## Statistics

In [1]:
# imports
import pandas as pd; pd.set_option('display.max_columns', None)
import scipy.stats
from tqdm.notebook import tqdm
import pingouin as pg
import warnings; warnings.filterwarnings('ignore')
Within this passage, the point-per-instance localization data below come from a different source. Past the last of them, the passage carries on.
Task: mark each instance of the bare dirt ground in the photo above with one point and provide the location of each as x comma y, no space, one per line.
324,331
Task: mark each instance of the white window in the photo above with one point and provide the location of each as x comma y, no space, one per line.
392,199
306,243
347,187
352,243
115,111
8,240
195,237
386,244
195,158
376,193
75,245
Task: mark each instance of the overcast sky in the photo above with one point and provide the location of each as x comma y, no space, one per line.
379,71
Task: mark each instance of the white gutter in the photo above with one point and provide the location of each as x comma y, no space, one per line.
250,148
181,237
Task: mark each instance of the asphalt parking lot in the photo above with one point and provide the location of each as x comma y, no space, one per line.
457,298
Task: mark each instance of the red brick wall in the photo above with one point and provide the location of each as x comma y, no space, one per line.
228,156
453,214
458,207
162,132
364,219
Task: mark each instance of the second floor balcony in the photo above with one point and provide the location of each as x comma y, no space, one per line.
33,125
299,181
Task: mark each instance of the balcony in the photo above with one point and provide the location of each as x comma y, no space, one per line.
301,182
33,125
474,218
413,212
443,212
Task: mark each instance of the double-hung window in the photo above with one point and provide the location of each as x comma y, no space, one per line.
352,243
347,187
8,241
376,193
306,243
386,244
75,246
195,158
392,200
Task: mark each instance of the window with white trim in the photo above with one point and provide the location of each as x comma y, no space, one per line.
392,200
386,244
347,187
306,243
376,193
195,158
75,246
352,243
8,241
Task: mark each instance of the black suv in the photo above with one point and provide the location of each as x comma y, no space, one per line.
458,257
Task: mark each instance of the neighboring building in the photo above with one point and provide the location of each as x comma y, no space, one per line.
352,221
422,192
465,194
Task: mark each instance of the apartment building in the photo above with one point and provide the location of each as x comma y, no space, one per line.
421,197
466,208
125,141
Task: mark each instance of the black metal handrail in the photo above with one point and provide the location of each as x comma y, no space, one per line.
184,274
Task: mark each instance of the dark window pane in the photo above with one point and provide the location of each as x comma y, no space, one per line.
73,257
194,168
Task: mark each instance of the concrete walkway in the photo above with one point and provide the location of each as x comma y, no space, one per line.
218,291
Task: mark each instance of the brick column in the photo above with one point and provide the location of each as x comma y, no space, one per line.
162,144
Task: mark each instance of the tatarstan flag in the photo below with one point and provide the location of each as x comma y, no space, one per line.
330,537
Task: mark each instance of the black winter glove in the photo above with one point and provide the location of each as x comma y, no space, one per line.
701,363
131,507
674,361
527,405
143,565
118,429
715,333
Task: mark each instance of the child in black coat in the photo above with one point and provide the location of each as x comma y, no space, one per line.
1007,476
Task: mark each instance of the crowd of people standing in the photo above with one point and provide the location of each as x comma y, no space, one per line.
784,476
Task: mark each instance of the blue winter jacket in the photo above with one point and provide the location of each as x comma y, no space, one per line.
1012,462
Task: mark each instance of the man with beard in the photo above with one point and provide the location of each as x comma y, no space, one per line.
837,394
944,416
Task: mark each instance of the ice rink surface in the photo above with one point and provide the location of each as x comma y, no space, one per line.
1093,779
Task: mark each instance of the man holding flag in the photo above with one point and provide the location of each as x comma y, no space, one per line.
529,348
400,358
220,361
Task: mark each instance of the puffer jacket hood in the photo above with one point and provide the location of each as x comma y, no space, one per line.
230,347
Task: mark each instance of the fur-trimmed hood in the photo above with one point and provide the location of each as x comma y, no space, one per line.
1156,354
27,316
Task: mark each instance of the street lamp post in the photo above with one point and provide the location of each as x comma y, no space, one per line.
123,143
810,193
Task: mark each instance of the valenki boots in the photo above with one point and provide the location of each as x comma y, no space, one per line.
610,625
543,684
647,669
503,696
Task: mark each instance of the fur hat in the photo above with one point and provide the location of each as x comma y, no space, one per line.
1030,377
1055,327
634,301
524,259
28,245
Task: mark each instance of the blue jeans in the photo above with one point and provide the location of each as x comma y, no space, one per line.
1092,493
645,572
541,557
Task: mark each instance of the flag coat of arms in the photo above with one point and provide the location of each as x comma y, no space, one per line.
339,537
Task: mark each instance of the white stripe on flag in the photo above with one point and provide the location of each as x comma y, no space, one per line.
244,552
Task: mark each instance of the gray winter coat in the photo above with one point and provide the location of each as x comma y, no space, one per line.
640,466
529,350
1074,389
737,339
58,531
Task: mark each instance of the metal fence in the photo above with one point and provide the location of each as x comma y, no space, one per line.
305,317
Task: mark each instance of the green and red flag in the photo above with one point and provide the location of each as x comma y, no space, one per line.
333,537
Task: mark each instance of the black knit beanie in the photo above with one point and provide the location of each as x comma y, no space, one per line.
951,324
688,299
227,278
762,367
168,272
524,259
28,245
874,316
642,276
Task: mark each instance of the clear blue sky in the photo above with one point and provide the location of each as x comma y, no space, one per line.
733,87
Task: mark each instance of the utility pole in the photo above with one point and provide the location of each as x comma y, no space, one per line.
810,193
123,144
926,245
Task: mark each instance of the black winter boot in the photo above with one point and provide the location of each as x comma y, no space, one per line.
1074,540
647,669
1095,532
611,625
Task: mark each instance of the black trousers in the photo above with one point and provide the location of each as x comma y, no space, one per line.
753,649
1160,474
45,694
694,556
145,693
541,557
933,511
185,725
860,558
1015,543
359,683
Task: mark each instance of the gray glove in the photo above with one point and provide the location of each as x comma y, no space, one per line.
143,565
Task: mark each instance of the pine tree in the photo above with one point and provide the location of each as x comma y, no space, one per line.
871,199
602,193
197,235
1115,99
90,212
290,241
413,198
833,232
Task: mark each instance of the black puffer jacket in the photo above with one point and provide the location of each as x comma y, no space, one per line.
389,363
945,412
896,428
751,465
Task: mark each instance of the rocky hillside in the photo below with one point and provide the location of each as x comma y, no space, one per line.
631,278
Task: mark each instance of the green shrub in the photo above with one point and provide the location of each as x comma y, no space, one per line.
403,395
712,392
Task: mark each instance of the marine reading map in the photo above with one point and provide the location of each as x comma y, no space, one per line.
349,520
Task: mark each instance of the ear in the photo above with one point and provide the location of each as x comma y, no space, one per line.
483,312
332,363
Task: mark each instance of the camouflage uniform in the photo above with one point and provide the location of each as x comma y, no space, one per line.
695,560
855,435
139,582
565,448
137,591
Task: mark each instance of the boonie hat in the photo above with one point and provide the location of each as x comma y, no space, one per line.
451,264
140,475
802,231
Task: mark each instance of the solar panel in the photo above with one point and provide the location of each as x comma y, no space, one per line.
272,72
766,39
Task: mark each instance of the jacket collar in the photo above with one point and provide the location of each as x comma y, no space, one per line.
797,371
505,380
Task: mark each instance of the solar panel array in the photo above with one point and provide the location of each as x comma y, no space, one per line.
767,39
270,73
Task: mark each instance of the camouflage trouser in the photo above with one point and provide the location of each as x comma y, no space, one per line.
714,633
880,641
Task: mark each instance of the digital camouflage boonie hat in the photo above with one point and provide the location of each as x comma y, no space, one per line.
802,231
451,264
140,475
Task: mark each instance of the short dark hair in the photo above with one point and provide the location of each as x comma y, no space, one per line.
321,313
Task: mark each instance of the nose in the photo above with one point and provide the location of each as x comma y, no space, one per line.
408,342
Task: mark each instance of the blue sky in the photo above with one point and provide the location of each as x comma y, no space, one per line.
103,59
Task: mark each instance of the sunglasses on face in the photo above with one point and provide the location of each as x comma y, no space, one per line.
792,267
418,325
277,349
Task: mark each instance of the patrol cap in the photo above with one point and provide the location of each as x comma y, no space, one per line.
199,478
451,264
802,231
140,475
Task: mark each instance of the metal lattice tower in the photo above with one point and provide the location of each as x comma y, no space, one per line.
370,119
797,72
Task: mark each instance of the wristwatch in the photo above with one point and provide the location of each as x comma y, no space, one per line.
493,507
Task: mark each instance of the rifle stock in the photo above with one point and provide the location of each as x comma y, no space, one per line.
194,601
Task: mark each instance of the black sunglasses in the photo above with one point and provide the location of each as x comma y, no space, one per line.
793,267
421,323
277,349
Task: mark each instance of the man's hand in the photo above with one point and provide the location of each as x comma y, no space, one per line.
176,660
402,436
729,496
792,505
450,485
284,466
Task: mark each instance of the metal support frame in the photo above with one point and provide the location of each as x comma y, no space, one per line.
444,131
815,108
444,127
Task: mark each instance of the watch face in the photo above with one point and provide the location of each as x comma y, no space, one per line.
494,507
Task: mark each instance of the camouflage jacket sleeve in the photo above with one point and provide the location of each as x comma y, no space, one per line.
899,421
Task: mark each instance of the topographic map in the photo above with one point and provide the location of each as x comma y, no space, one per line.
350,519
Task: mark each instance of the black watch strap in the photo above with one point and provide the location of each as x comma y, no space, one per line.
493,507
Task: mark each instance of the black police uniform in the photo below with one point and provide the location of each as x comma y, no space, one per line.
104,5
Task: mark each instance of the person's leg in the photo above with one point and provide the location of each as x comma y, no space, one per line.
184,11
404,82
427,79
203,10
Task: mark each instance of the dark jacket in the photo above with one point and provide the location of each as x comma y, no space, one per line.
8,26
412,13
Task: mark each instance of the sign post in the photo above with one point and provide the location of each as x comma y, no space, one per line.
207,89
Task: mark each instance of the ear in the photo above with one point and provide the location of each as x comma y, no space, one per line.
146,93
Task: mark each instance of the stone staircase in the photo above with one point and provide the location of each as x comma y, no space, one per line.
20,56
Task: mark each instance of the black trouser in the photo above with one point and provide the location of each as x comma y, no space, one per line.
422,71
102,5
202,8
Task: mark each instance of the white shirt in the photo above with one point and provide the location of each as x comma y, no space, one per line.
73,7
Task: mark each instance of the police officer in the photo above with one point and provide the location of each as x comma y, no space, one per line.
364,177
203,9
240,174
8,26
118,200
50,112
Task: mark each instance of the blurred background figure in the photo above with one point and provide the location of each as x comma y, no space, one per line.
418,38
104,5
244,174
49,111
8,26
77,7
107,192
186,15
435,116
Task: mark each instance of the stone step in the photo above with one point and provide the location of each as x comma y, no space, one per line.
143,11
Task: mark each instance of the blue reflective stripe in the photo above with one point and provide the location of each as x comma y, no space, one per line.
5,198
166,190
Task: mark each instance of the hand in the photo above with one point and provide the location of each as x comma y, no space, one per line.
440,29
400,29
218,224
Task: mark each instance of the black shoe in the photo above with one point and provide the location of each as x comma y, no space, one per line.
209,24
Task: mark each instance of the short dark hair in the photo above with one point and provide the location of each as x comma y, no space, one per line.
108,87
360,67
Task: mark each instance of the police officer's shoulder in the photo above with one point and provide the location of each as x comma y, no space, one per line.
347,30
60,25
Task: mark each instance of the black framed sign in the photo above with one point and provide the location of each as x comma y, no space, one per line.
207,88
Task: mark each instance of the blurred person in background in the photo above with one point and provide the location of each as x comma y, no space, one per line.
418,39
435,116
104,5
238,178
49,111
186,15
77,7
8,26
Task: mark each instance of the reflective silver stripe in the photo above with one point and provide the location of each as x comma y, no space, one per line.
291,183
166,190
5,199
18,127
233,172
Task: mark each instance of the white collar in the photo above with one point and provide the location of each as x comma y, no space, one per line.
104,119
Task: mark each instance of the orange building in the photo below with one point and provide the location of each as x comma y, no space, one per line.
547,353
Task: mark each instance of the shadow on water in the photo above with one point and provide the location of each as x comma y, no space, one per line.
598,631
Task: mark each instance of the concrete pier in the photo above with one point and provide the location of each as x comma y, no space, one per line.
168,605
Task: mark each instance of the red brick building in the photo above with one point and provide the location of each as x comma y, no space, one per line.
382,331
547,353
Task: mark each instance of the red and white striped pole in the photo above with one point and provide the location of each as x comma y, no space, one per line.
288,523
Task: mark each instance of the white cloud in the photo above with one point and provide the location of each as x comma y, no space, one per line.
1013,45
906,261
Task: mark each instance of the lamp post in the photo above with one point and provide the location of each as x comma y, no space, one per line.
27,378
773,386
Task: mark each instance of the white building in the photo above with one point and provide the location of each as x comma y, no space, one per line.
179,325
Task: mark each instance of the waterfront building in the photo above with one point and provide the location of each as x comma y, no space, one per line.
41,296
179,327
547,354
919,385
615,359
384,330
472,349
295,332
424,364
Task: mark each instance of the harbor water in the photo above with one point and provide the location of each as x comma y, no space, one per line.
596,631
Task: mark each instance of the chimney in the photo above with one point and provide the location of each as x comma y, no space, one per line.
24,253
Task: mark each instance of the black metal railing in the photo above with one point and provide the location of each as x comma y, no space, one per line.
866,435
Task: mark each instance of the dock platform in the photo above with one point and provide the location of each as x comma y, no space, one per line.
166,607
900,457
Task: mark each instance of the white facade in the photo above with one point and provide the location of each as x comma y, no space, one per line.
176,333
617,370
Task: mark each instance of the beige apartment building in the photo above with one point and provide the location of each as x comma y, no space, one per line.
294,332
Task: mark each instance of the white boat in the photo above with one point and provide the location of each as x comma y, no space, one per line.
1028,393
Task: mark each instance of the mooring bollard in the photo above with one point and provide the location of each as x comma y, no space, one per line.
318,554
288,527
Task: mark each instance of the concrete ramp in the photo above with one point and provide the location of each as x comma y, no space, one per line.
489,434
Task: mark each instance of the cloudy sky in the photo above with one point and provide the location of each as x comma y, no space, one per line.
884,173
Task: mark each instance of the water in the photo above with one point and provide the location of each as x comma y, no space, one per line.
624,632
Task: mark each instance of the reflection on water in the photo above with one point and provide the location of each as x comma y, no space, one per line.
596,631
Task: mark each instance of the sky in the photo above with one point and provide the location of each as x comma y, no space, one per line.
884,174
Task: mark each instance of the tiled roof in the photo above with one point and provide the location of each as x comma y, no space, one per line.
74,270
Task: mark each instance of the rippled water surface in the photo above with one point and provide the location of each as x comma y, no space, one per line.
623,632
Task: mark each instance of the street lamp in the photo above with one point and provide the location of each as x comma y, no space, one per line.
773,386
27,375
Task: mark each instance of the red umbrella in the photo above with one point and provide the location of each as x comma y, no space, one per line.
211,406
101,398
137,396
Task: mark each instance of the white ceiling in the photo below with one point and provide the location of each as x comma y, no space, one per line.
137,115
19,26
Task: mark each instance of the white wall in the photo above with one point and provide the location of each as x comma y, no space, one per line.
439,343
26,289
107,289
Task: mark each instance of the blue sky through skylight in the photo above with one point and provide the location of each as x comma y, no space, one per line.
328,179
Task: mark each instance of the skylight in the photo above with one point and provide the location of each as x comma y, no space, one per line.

#### Phonetic Clustering Score

1-sample t-test against chance (H = 0, J = 0.5).  FDR correction (Benjamini-Hochberg).

In [2]:
def pcs_statistics(pcs_H_data_bsa, pcs_HS_data_bsa, pcs_HR_data_bsa, pcs_J_data_bsa, pcs_JFL_data_bsa):
    stats = []

    # H
    res = scipy.stats.ttest_1samp(pcs_H_data_bsa.pcs, popmean=0, nan_policy='omit', alternative='two-sided')
    stats.append(('H', res.df, res.statistic, res.pvalue))

    # HS
    res = scipy.stats.ttest_1samp(pcs_HS_data_bsa.pcs, popmean=0, nan_policy='omit', alternative='two-sided')
    stats.append(('HS', res.df, res.statistic, res.pvalue))

    # HR
    res = scipy.stats.ttest_1samp(pcs_HR_data_bsa.pcs, popmean=0, nan_policy='omit', alternative='two-sided')
    stats.append(('HR', res.df, res.statistic, res.pvalue))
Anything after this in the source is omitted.